Reluctantly he faced the issue, but he faced it squarely.

“Yes, I can. Nat expected me to sail the May in a race, so he weakened my topm’st and mainstay. Of course, when there is sport in it you set every kite you’ve got in your lockers and, you know, Elsa, I never took my mains’l in yet while there was one standing in the fleet, even ordinary fishing days.”

“I know it; you’ve scared me half to death a dozen times with your sail-carrying.”

“And mind, Elsa, I’d been warned by all the wiseacres in Freekirk Head that my sticks would carry away sometime in a gale o’ wind. Nat banked on that, too, and it shows how clever he was, forever since the May sank I’ve had men tell me I shouldn’t have carried four lowers that day.

“He planned to weaken me where I needed sail most and he succeeded. Why, Elsa, that topm’st must have been sawed a quarter of the way through and that mainstay as much again. I don’t really believe he did anything to the foregaff; it appeared to be the natural result of the topm’st’s falling, but the damage he did resulted in the wreck of the schooner–”

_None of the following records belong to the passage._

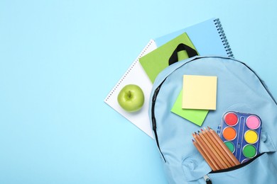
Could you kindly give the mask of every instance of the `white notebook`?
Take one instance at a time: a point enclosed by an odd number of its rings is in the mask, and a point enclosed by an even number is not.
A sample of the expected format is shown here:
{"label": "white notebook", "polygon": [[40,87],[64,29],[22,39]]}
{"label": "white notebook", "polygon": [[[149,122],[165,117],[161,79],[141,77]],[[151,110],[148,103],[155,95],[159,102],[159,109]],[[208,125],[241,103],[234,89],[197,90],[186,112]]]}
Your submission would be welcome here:
{"label": "white notebook", "polygon": [[[153,84],[138,59],[156,48],[157,46],[155,41],[151,40],[104,100],[106,103],[152,138],[153,137],[148,117],[148,104]],[[138,85],[144,93],[143,106],[139,111],[136,113],[126,112],[119,106],[117,102],[117,96],[120,90],[126,85],[130,84]]]}
{"label": "white notebook", "polygon": [[[148,117],[149,98],[153,84],[138,59],[183,33],[188,34],[200,55],[233,57],[233,52],[229,45],[219,19],[210,18],[155,40],[151,40],[104,100],[105,103],[153,139]],[[136,113],[125,112],[117,103],[117,95],[120,90],[129,84],[137,84],[140,86],[145,96],[142,109]]]}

“And the death of his own father. Yes, Code, we’ve got him where he is probably the wretchedest man in the world. Fury and hurt pride made him injure the May so he would be sure to win the second time, and instead of that fate intervened, sent you on the cargo voyage, and killed his father. Now it is perfectly plain to me why he is charging you with all these crimes.”

“Why?”

“Nat is a weak nature, because uncontrolled, and when weak natures do wrong they suffer agonies of fear that they will be found out. Nat committed this double crime in a momentary passion. Then as the weeks passed by and the village talked of nothing else, he finally began to fear that he would be found out.

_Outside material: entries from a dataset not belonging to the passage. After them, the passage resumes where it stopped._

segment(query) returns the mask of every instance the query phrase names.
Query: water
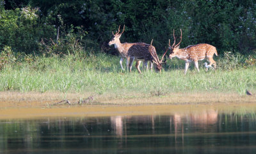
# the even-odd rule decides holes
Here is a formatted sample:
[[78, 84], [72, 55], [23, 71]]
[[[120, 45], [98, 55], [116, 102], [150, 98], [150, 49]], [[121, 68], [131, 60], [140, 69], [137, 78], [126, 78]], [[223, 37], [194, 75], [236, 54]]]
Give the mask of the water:
[[0, 153], [256, 153], [255, 113], [0, 121]]

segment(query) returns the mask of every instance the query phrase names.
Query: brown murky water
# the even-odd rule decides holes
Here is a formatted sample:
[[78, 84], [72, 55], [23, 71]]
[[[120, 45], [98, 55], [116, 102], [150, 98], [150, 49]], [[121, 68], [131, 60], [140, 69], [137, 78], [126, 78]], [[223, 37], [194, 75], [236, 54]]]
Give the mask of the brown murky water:
[[0, 120], [0, 153], [255, 153], [255, 112]]
[[0, 111], [0, 153], [255, 153], [253, 104]]

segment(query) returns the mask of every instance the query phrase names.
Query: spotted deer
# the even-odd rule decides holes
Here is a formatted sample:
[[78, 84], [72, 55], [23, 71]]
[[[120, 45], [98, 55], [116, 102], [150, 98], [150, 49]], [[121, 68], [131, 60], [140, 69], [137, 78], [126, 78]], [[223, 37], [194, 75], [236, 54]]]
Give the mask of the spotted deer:
[[179, 49], [179, 45], [182, 39], [182, 31], [180, 29], [180, 41], [175, 45], [176, 38], [174, 35], [173, 29], [173, 38], [174, 43], [171, 46], [169, 40], [169, 49], [170, 49], [170, 54], [169, 55], [169, 58], [172, 59], [173, 57], [177, 57], [179, 59], [181, 59], [186, 61], [185, 65], [185, 75], [187, 73], [188, 66], [189, 66], [189, 63], [194, 61], [195, 66], [197, 70], [199, 72], [198, 68], [198, 61], [204, 60], [207, 59], [207, 60], [210, 62], [209, 66], [212, 65], [214, 65], [214, 68], [216, 67], [216, 63], [213, 59], [212, 57], [215, 54], [218, 56], [217, 50], [216, 47], [206, 43], [200, 43], [197, 45], [189, 45], [184, 49]]
[[[121, 57], [121, 59], [120, 60], [120, 64], [121, 65], [121, 68], [122, 70], [124, 70], [124, 68], [123, 68], [123, 65], [122, 65], [122, 62], [124, 61], [124, 59], [125, 58], [127, 59], [127, 70], [129, 68], [130, 72], [131, 72], [131, 68], [129, 67], [129, 61], [130, 59], [130, 58], [128, 57], [128, 51], [129, 50], [148, 50], [148, 48], [146, 47], [147, 45], [145, 43], [121, 43], [120, 41], [120, 38], [121, 37], [122, 34], [124, 33], [124, 29], [125, 29], [125, 26], [124, 25], [124, 29], [123, 29], [123, 31], [120, 33], [120, 26], [118, 27], [118, 31], [116, 31], [116, 33], [114, 34], [114, 33], [112, 31], [112, 34], [113, 34], [113, 38], [111, 39], [111, 41], [109, 41], [109, 42], [108, 43], [108, 45], [110, 46], [111, 45], [115, 45], [115, 48], [118, 51], [118, 54]], [[147, 45], [148, 46], [149, 46], [149, 45]], [[137, 52], [140, 52], [140, 50], [138, 50]], [[139, 65], [140, 64], [141, 61], [136, 61], [136, 65]], [[148, 65], [147, 65], [148, 61], [143, 61], [143, 68], [146, 67], [147, 70], [148, 70]], [[152, 66], [153, 66], [153, 64], [151, 63], [150, 63], [150, 68], [151, 70], [152, 69]]]
[[[150, 45], [146, 43], [141, 43], [140, 45], [132, 45], [130, 49], [128, 50], [128, 56], [130, 58], [130, 61], [129, 67], [131, 67], [133, 61], [135, 59], [137, 61], [150, 61], [154, 64], [154, 68], [155, 70], [157, 72], [161, 72], [163, 68], [163, 64], [165, 63], [163, 61], [163, 59], [168, 51], [168, 49], [163, 54], [161, 60], [158, 58], [158, 56], [156, 53], [155, 47], [152, 45], [153, 40], [151, 41]], [[146, 49], [147, 50], [146, 50]], [[140, 63], [136, 63], [136, 68], [137, 68], [139, 73], [141, 73], [140, 70]]]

“There was no one who could have found him out, but there was that haunting terror of the weak nature.

“Somebody spoke a word, perhaps in jest, that you must have wanted a new schooner since the May’s policy was to run out so soon, and he seized the thought in a frenzy of joy and began to spread rumors. This grip on you gave him courage. He remembered that his revenge against you was still unsatisfied and it became clear to him that perhaps, after all, he could get one much more complete.

“Code, the picture of that man’s mind is a terrible one to me. He may have hated you before, but just think how he must have hated you after knowing how he had wronged and was going to ruin you. It is only the one of two people who does the injury whose hatred grows. An injured person who is sensible in regard to such matters, as you have been with Nat all your life, throws them off and thinks nothing more about them.

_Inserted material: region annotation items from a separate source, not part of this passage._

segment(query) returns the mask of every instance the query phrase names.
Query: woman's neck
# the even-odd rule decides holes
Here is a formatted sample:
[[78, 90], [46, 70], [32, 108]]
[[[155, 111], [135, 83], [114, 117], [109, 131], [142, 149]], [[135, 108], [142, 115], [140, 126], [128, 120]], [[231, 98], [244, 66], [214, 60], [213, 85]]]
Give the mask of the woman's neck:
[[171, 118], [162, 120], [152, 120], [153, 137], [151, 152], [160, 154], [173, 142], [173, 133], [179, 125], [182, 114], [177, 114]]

“So Nat’s hatred of you and the fear of discovery, preying on his mind, finally urged him into the course he has taken.”

“And he went into it with open eyes,” rejoined Code, “for his plans were perfect. He pays his crew double wages and they ask no questions. Had it not been for you on two occasions I should have been in jail long before this.”

“Yes, but now that is past–”

“No,” interrupted Code, “it isn’t, Elsa. He has just as much power over me as he ever had. I am still a criminal at large to be arrested, and you can wager your last dollar that if he can bring it about I will be picked up by the first gunboat that finds me.”

“But after all this?”

“Yes, after all this. We have made a beautiful case against him and it fits, but, Elsa, there’s one thing we haven’t got, and that is a single word of proof! We haven’t enough to even bring a charge against him. Do you realize that?”

The girl sat back, unable to reply. Code had expressed the situation in a sentence. Despite all they had pieced together he, Code, was still the man against whom the burden of circumstantial evidence rested. Nat was, and always could go, scot free.

“Code, this is terrible!” she said. “But there may be a way out yet. No man with the right on his side has ever failed to triumph, however black things looked.”

“But how?” he cried despairingly. “I have racked my brains for some means of closing the net about him, but there seems no way.”

“Now there is not,” she returned, “but, Code, you can rest assured that I will do everything I can.”

“God bless you,” he said, taking her hand; “you are the best friend a man ever had.”